2023-05-01 00:10:18
He winning candidate of the presidential elections of Paraguay, Santiago Peñaof the ruling Colorado Party, will succeed Mario Abdo Benítez in the government of a country praised for its economic stability but plagued by corruption and organized crime.
The economist Peña, 44, is considered a technocrat with little political experience. He studied at Columbia University in New York and was Minister of Economy during the Cartes administration. Shis only electoral experience was in 2017, when he lost the Colorado Party primaries to Mario Abdo.
He defends Paraguay’s relations with Taiwan and was criticized for his view that dictator Alfredo Stroessner brought “stability” to Paraguay, despite human rights groups attributing between 1,000 and 3,000 deaths and disappearances to the regime.
The results of the Elections in Paraguay: Santiago Peña won by more than 15 points over Efraín Alegre
In the campaign he promised “more money in the pockets” of Paraguayans through the creation of 500,000 jobs and the formalization of the economy, but he did not explain how.

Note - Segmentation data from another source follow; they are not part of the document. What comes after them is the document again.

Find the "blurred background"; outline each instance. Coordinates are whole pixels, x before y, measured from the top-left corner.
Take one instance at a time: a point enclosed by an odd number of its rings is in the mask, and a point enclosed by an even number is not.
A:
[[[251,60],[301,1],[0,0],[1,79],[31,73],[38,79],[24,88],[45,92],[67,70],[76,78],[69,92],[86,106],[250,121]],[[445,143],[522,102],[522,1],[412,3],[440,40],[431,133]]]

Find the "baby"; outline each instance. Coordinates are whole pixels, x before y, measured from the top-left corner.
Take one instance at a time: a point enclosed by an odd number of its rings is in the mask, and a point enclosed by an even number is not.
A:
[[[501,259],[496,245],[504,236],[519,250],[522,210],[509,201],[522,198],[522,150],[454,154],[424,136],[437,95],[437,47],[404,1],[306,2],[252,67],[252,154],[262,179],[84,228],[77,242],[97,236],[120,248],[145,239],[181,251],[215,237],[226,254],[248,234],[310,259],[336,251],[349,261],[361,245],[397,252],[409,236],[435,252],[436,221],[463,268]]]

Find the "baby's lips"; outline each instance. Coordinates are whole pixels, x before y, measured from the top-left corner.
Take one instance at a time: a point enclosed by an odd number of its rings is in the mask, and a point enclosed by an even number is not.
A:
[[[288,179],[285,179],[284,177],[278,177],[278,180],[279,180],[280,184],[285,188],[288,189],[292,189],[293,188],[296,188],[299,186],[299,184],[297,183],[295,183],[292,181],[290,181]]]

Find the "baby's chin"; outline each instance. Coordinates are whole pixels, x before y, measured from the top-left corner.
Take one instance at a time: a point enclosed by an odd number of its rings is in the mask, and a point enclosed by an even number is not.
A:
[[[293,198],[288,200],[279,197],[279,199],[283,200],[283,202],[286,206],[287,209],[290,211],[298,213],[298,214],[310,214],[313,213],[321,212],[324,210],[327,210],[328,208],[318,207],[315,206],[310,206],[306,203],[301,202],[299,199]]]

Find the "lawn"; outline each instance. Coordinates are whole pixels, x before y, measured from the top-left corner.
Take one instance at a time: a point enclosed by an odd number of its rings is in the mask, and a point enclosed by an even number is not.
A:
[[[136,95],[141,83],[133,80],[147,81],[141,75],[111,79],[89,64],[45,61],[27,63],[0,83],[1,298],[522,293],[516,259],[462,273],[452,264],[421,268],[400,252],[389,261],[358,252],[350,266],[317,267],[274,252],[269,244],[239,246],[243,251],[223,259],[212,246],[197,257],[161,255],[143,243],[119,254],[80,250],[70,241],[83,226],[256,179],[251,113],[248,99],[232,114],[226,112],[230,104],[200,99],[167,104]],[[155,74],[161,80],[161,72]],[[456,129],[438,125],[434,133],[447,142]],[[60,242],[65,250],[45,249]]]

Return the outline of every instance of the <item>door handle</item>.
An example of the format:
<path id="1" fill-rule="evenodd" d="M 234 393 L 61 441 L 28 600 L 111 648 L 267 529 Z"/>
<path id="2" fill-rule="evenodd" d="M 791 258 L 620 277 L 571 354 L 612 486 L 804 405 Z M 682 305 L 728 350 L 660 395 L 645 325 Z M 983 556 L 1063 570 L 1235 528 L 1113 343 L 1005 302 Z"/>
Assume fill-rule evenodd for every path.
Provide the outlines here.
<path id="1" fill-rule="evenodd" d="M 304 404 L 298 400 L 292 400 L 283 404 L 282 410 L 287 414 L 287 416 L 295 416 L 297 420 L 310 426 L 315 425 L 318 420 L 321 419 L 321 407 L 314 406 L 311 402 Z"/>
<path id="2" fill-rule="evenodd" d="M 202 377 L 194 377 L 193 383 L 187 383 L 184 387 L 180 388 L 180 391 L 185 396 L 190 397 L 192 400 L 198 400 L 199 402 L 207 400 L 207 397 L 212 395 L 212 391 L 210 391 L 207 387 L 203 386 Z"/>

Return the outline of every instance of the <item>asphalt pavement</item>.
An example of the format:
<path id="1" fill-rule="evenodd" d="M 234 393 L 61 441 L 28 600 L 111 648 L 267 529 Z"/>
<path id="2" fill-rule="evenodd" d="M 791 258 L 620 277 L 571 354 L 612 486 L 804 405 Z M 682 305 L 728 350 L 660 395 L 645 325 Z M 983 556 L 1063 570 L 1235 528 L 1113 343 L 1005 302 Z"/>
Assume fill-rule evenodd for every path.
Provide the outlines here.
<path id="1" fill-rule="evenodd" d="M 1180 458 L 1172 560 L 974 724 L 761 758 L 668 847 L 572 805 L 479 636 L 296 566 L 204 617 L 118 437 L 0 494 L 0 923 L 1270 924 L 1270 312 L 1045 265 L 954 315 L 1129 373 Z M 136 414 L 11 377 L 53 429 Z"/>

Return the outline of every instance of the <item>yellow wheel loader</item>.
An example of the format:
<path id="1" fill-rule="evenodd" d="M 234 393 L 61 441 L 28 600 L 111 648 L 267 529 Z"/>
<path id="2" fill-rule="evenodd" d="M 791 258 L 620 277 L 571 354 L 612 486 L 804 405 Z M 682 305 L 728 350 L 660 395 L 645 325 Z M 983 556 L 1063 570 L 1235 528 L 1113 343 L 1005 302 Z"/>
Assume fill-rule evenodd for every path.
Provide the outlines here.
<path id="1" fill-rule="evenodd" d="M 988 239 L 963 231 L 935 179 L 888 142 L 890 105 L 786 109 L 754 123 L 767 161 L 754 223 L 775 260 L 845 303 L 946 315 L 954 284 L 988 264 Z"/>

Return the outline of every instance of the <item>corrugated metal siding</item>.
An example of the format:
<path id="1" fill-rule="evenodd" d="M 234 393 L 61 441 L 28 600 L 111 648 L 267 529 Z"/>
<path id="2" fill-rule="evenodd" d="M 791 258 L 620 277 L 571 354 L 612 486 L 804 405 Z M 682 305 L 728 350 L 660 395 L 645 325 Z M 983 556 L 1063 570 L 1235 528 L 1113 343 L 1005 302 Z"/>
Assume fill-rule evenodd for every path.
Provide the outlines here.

To attack him, his adversaries call him “Cartes’s secretary” “I feel very calm, with a lot of peace knowing that I have given everything humanly possible,” he said.
He also knows that he has well-oiled machinery. “The Colorado Party is by far the largest political nucleation in Paraguay: 55% of all national voters are affiliated with the party, registered in the Colorado Party“, he pointed.
Who is Santiago Peña, the next president of Paraguay
At 44 years old, this was the first time that Peña participated in a national election. His only previous experience had been when in 2017 he lost the presidential nomination in the Colorado primaries once morest the current president Mario Abdo.
Tall and athletic, Peña is seen as a technocrat with a brilliant academic career but little political experience. His entry into politics came from the hand of former president Horacio Cartes, who affiliated him with the Colorado Party and had him as Minister of Economy.
In the living room of his elegant house in Asunción, his photos are displayed embracing his wife Leticia Ocampos, whom he married when they were teenagers following she became pregnant. In addition to that son, now 26 years old, the couple has a 17-year-old girl.
“I became a father at the age of 17. It was a hard moment in life. It was not planned, but it led me to build on very solid principles of commitment, of responsibility, of honesty, of integrity, of knowing that there are people who depend on you. And without realizing it, at the age of 17 I began to develop a vocation for service,” he said.
Paraguayan opposition dreams of dethroning divided Colorado party for second time in 76 years
Peña remembers that the families of both helped them and that his father encouraged him to continue studying. He also acknowledges the support of his mother and his two older brothers. Today he rejects the legalization of abortion because it seems to him “the easiest, a shortcut.” And he declares himself determined to defend the family “in its traditional composition: mom, dad and children.”
Peña was able to go to Columbia University in New York and worked for a time for the International Monetary Fund.. He was also part of the board of the Central Bank of Paraguay. He says that during the election campaign he received “great family support.” “I have a wonderful family nucleus that has accompanied me, that has been a containment throughout this period,” he commented in an interview.
Taiwan, Jerusalem, employment, dictatorship
Peña said that he will preserve diplomatic relations with Taiwan, despite the questioning of productive sectors, especially agribusiness and livestock, which ask to open exports to China. He also assured that he is united by “an enormous bond of brotherhood with Israel” and he intends to move the Paraguayan embassy to Jerusalem once more.a measure that, in line with Donald Trump, Cartes had taken at the end of his government and that the current president Mario Abdo reversed.
Although he did not present a government program during the campaign, one of his main promises was the creation of 500,000 jobs. And in a country that suffered one of the longest dictatorships in Latin America, that of Alfredo Stroessner (1954-89), he was criticized for declaring that he brought “stability” to the country. “I think Stroessner is breaking the cycle of political instability,” he said. “Unfortunately, many freedoms and human rights were curtailed, under the pretext of stability,” he completed.
With Santiago Peña the dominance of the Colorado Party continues
The Colorado Party has dominated political life in Paraguay almost uninterruptedly since 1947. The dictator Alfredo Stroessner (1954-1989) ruled under its aegis for 35 years, whose regime caused between 1,000 and 3,000 deaths or disappearances.
The only time Paraguay had a president who did not come from the Colorado Party was with the leftist Fernando Lugo, who came to power in 2008. A former Catholic bishop, Lugo was ousted in 2012 following an impeachment trial denounced as a coup by Argentina, Brazil , Uruguay and Venezuela.
In 2013, tobacco businessman Horacio Cartes, one of the richest men in Paraguay, returned the Colorado Party to power. President until 2018, he was sanctioned by the United States as “significantly corrupt” in 2022 along with the current vice president, Hugo Velázquez.